Jingkai Zhou,Benzhi Wang,Weihua Chen,Jingqi Bai,Dongyang Li,Aixi Zhang,Hao Xu,Mingyang Yang,Fan Wang
2024-09-10
Abstract:Controllable character animation is an emerging task that generates character videos controlled by pose sequences from given character images. Although character consistency has made significant progress via reference UNet, another crucial factor, pose control, has not been well studied by existing methods yet, resulting in several issues: 1) The generation may fail when the input pose sequence is corrupted. 2) The hands generated using the DWPose sequence are blurry and unrealistic. 3) The generated video will be shaky if the pose sequence is not smooth enough. In this paper, we present RealisDance to handle all the above issues. RealisDance adaptively leverages three types of poses, avoiding failed generation caused by corrupted pose sequences. Among these pose types, HaMeR provides accurate 3D and depth information of hands, enabling RealisDance to generate realistic hands even for complex gestures. Besides using temporal attention in the main UNet, RealisDance also inserts temporal attention into the pose guidance network, smoothing the video from the pose condition aspect. Moreover, we introduce pose shuffle augmentation during training to further improve generation robustness and video smoothness. Qualitative experiments demonstrate the superiority of RealisDance over other existing methods, especially in hand quality.
Computer Vision and Pattern Recognition
What problem does this paper attempt to address?

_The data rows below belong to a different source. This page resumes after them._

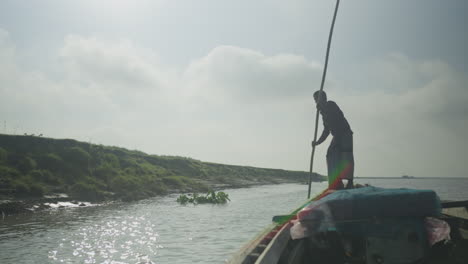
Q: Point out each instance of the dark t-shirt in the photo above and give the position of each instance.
(334, 120)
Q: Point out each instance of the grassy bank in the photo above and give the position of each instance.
(33, 166)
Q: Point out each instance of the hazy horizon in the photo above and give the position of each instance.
(232, 82)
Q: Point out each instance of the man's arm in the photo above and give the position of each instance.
(325, 133)
(324, 136)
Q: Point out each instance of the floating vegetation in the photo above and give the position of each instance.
(211, 197)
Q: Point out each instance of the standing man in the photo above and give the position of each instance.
(340, 159)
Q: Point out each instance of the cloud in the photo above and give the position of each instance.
(414, 122)
(241, 106)
(243, 75)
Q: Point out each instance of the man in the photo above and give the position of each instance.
(340, 159)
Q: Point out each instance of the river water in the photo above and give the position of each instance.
(159, 230)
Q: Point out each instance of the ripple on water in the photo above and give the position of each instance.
(155, 230)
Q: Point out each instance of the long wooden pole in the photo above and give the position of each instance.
(321, 89)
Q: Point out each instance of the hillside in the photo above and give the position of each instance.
(33, 166)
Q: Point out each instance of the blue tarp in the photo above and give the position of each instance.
(372, 201)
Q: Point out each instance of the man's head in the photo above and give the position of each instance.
(320, 97)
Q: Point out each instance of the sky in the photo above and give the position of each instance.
(232, 81)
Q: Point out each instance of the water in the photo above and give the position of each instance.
(159, 230)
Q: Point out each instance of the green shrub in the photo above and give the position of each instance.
(43, 176)
(124, 184)
(87, 192)
(77, 156)
(3, 156)
(26, 164)
(174, 181)
(7, 172)
(21, 189)
(36, 190)
(210, 197)
(51, 162)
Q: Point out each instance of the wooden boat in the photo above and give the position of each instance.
(275, 245)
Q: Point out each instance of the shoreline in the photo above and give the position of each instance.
(15, 206)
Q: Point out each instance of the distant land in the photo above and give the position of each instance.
(34, 166)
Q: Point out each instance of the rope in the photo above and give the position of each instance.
(321, 89)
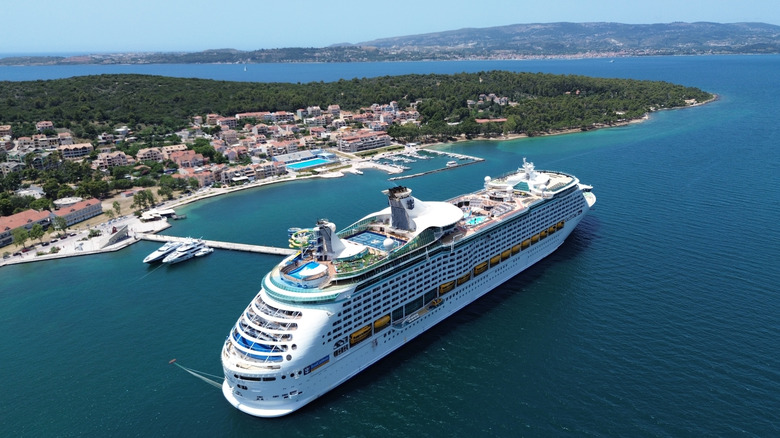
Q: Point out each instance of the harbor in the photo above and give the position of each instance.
(219, 245)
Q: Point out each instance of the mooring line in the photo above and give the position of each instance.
(200, 375)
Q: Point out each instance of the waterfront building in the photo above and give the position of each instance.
(107, 160)
(150, 154)
(80, 211)
(363, 140)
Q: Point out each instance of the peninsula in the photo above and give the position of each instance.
(88, 148)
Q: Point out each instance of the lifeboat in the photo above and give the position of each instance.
(446, 287)
(360, 335)
(381, 323)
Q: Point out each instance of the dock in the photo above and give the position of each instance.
(415, 175)
(221, 245)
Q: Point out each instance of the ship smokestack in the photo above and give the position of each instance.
(401, 200)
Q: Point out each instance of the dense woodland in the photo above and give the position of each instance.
(89, 105)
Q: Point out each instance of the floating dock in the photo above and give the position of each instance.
(221, 245)
(415, 175)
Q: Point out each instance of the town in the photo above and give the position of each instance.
(214, 151)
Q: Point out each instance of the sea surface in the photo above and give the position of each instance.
(659, 316)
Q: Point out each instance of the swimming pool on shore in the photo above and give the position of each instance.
(308, 163)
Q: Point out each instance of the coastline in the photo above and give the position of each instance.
(135, 225)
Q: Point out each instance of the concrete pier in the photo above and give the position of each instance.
(221, 245)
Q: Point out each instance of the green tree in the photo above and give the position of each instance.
(21, 236)
(37, 232)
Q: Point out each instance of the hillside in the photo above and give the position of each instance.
(516, 41)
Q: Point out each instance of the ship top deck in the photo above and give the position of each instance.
(383, 235)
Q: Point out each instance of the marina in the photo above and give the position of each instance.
(260, 249)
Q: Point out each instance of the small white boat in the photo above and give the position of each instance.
(204, 251)
(184, 252)
(161, 252)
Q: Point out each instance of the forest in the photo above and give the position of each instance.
(89, 105)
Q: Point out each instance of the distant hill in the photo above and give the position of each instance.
(517, 41)
(581, 38)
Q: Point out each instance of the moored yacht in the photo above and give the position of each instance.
(185, 252)
(161, 252)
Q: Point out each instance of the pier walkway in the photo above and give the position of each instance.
(221, 245)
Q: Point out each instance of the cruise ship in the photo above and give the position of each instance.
(346, 299)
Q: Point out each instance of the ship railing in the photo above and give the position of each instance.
(269, 310)
(273, 325)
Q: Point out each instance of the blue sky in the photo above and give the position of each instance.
(93, 26)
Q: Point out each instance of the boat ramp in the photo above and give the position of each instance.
(221, 245)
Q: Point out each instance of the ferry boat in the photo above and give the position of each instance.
(206, 250)
(346, 299)
(161, 252)
(184, 252)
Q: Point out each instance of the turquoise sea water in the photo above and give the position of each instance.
(658, 317)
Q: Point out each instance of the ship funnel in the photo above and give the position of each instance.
(329, 243)
(401, 201)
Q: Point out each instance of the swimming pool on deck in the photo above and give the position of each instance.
(476, 220)
(374, 240)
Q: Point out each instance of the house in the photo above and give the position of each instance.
(75, 151)
(10, 167)
(168, 150)
(25, 219)
(227, 122)
(65, 138)
(150, 154)
(44, 125)
(362, 141)
(187, 158)
(108, 160)
(203, 176)
(80, 211)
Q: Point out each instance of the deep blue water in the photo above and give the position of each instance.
(658, 317)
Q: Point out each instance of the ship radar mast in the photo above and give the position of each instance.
(528, 168)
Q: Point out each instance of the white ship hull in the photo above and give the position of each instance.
(282, 355)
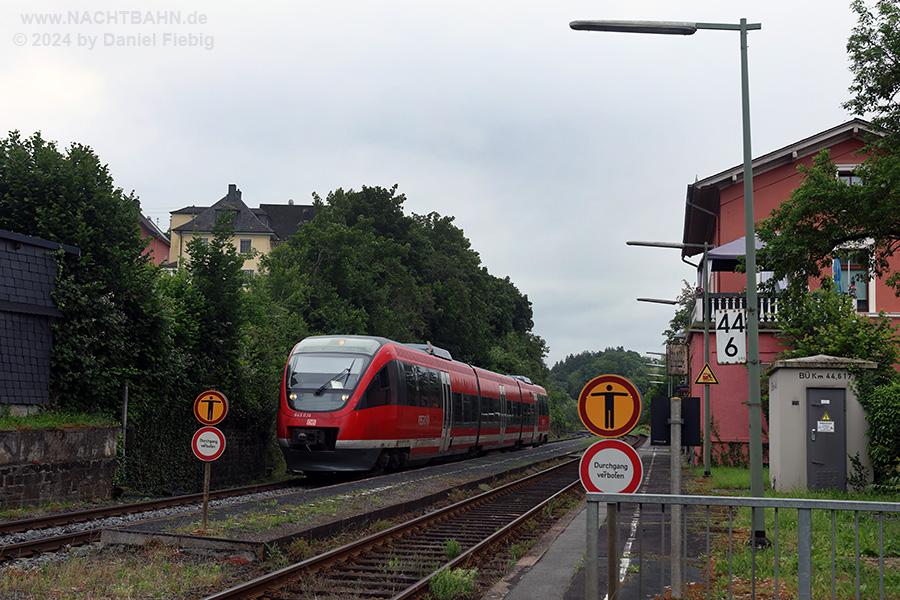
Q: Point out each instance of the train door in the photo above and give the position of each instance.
(503, 414)
(447, 405)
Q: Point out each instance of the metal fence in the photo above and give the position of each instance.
(796, 538)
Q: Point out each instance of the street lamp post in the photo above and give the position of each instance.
(707, 452)
(753, 396)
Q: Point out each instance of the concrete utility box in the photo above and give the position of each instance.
(816, 423)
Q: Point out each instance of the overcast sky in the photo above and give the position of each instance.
(550, 147)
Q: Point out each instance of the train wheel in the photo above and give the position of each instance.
(383, 462)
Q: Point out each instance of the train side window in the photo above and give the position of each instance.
(434, 388)
(412, 385)
(379, 391)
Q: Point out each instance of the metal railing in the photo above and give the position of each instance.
(768, 307)
(787, 556)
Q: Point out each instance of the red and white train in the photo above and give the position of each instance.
(360, 403)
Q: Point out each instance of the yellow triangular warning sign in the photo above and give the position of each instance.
(706, 376)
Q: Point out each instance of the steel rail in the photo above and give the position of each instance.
(259, 586)
(419, 588)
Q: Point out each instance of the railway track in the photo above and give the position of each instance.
(88, 535)
(400, 562)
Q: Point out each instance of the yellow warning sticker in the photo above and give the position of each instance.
(706, 376)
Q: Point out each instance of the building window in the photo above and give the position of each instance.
(847, 174)
(851, 278)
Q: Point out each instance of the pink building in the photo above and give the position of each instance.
(714, 214)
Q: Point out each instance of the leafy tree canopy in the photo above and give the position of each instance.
(824, 215)
(363, 266)
(111, 325)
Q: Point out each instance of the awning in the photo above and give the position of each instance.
(726, 257)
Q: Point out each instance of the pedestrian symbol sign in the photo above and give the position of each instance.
(210, 407)
(609, 406)
(706, 377)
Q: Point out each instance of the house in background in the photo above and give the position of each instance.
(158, 246)
(714, 214)
(259, 229)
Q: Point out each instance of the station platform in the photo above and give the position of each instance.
(554, 568)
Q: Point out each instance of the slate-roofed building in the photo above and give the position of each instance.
(27, 311)
(259, 229)
(158, 246)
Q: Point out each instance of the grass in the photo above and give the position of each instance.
(734, 481)
(52, 420)
(150, 572)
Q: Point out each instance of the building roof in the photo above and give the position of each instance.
(285, 219)
(276, 220)
(245, 220)
(702, 203)
(151, 228)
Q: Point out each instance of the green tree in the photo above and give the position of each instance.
(824, 213)
(363, 266)
(112, 323)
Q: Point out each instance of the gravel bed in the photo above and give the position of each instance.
(352, 497)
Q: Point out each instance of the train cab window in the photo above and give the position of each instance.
(322, 382)
(379, 391)
(430, 384)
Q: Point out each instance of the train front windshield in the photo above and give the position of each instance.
(322, 382)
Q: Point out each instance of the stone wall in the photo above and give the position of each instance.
(66, 464)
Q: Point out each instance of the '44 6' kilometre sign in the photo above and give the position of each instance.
(731, 336)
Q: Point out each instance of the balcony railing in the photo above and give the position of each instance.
(768, 307)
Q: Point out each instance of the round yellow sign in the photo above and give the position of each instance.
(609, 406)
(210, 407)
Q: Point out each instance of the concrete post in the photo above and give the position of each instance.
(675, 422)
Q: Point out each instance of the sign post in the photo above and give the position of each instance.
(609, 406)
(208, 443)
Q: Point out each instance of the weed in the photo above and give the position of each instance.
(275, 558)
(452, 549)
(453, 583)
(299, 550)
(380, 525)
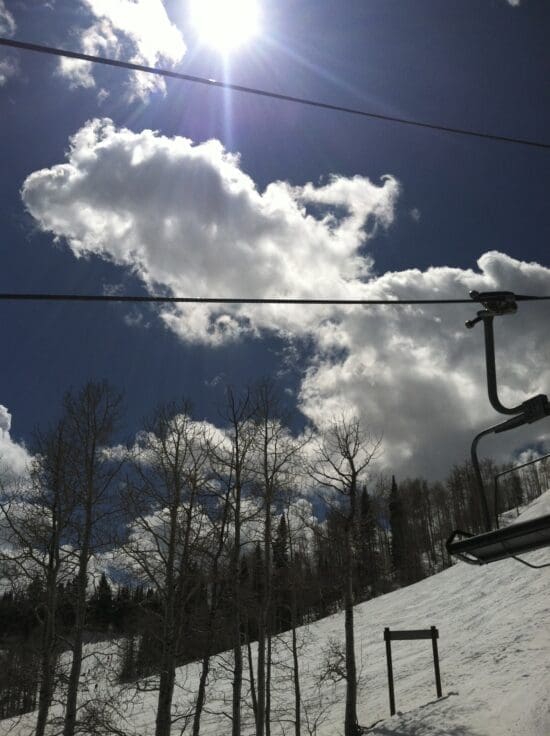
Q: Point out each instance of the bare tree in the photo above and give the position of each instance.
(232, 463)
(36, 527)
(170, 475)
(275, 452)
(343, 454)
(90, 417)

The problems that this paper attempts to solve mainly focus on several key challenges in controllable character animation generation, specifically including: 1. **Unstable Generation**: - When the input pose sequence is corrupted, the generation quality of existing methods will decline significantly. For example, when there are false detections in pose estimation, the generated video may fail or be unstable. 2. **Poor Hand Quality**: - Hand images generated using existing pose estimation methods (such as DWPose, OpenPose, etc.) are usually blurry and unrealistic, lacking 3D and depth information, and it is difficult to generate complex hand gestures. 3. **Video Jitter**: - If the pose sequence is not smooth enough, the generated video will have a jittering phenomenon. Although existing methods have added a temporal attention mechanism in the main UNet, it is still not sufficient to completely eliminate this jitter. To solve these problems, the paper proposes the RealisDance model, and its main improvement points include: - **Multi - type Pose Input**: Combine three different types of pose inputs (DWPose, SMPL - CS, HaMeR) to improve the robustness of generation and the realism of hands. - **Adaptive Pose Gating Module**: Fuse three pose features through an adaptive gating layer to ensure that even if a certain pose sequence is corrupted, the other two can still drive correct generation. - **Multi - layer Pose - guided Network**: Add a temporal attention mechanism in the network, not only in the main UNet but also in the pose - guided network, to smooth the video from multiple aspects. - **Pose Shuffling Augmentation**: Introduce pose shuffling augmentation technology during the training process to further improve the robustness of the model to incorrect pose frames and improve the smoothness of the video. Through these improvements, RealisDance is superior to existing methods in terms of generation stability, hand quality, and video smoothness.